The team for accelerator research and development (ARD) is located in DESY's accelerator division and the particle physics division and operates in strong collaboration with the accelerator physics at University Hamburg. It works on various critical R&D topics for particle accelerators, including the themes defined in the accelerator initiative of the Helmholtz Association.  The ARD team at DESY performs studies on the following research topics:

  1. Super-conducting RF structures towards long pulse and continuous-wave operation as well as higher accelerating gradients. Contact: H. WeiseE. Elsen
  2. Generation of ultra-short, bright electron beams: from pico-second over femto-second to atto-second electron and light pulses. Contact: H. Schlarb, R. Assmann, F. Stephan, K. Flöttmann
  3. Concepts and realization of innovative plasma particle accelerators: towards next-generation linear accelerators with accelerating gradients of above 1 Giga-Volt per meter. Contact: R. AssmannF. GrünerJ. Osterhoff, E. Elsen, B. HiddingF. Stephan
  4. Developments and optimization of Free-Electron Lasers (FEL´s): optimizing FEL operation with different seeding schemes. Contact: R. AssmannJ. Rossbach
  5. Ultimate storage rings: reaching diffraction-limited emittances in circular rings. Contact: R.Wanzenberg
  6. Future colliders for particle physics (i.e. Higgs factory, ILC, ...). Contact: R. Assmann, N. Walker, B. Foster, E. Elsen.
  7. Diagnostics of conventional and advanced beams. Contact: B. Schmidt
     

Super-conducting technology R&D in the DESY accelerator division is mainly coordinated by Hans Weise, warm accelerator R&D mainly by Ralph Aßmann. Progress is discussed in common meetings. The work on plasma acceleration is performed in LAOLA, a collaboration between DESY and University Hamburg.

 

Rolf Wideröe and Gustav-Adolf Vos in the HERA tunnel at DESY (1993).

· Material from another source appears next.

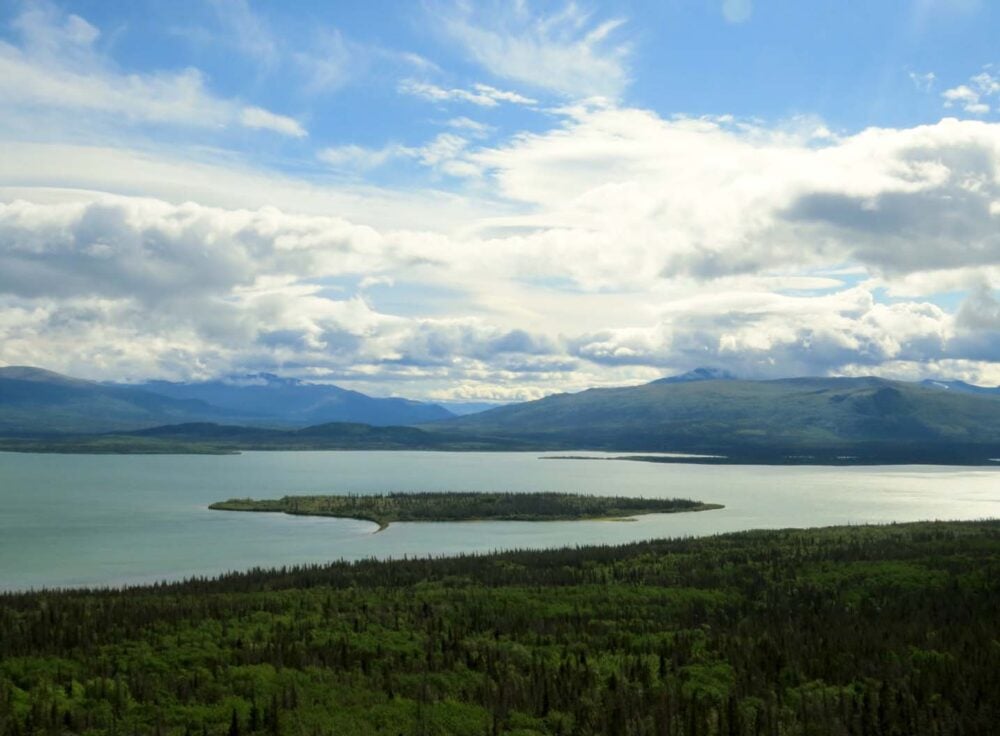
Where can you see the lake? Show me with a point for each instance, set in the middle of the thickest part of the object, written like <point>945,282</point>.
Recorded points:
<point>68,520</point>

Remarks on Accelerator R&D in Germany and Inspiration

Accelerator research in Hamburg is performed in a long and very successful collaboration between DESY and the University Hamburg. In future, the collaboration will be called the "Voss Wideröe Center for Accelerators", a competence field of PIER.

Critical concepts for particle acceleration have been invented by R. Wideröe (* 11. July 1902 in Oslo, Norway; † 11. October 1996 in Nussbaumen, Switzerland) during the 1920's in Germany. In his legendary 1927 PhD thesis of 27 pages in Aachen he achieved two breakthroughs: (1) Invention and experimental setup of the first RF linear accelerator and (2) first idea for circular accelerator inspiring Lawrence for the invention of the cyclotron.

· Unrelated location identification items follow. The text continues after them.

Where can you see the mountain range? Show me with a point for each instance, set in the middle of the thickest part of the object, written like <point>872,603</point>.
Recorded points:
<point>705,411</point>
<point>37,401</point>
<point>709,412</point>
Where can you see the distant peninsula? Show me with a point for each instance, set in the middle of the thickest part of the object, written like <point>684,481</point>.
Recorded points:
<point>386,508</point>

DESY has constructed frontier accelerators for science in the last 50 years, inventing and further developing various accelerator technologies. G.A. Voss (* 1929 in Berlin, Germany) had a lasting impact on accelerator science in Hamburg. G.A. Voss, together with Robinson, is the inventor of the “Low Beta Insertion”, that enables high event rates in colliders and was the pre-requisite of many discoveries in particle physics. He is a legendary accelerator builder and, as director for accelerators, constructed many of DESY's accelerators with great ingenuity and efficiency. In DESY's accelerator division he set up a lasting tradition of internationality, flat hierarchies, efficiency, commitment and sense of responsibility.
 
Wideröe and Voss give us excellent examples and we want to build on the foundations they left to us. A 1994 quote from Wideröe can provide inspiration for our path towards future accelerators: "After all, plans can only be made for those accelerators which can realistically be built with the means available, and obviously, these means are limited. Ideas are not subject to any such considerations. The limitations are set only by the intellect of human beings themselves. The theoretical possibilities with regard to accelerating particles by electromagnetic means (i.e. within the scope of the Maxwell equations which have been known since the 19th century), are nowhere near being exhausted, and technology surprises us almost daily with innovations which in turn allow us to broach new trains of thought. Although many of the ideas in this field which appeared over the last decades were not successful, it is possible, in principle, that there are yet more fundamental breakthroughs to be made. They could allow us to advance to energies unimaginable today."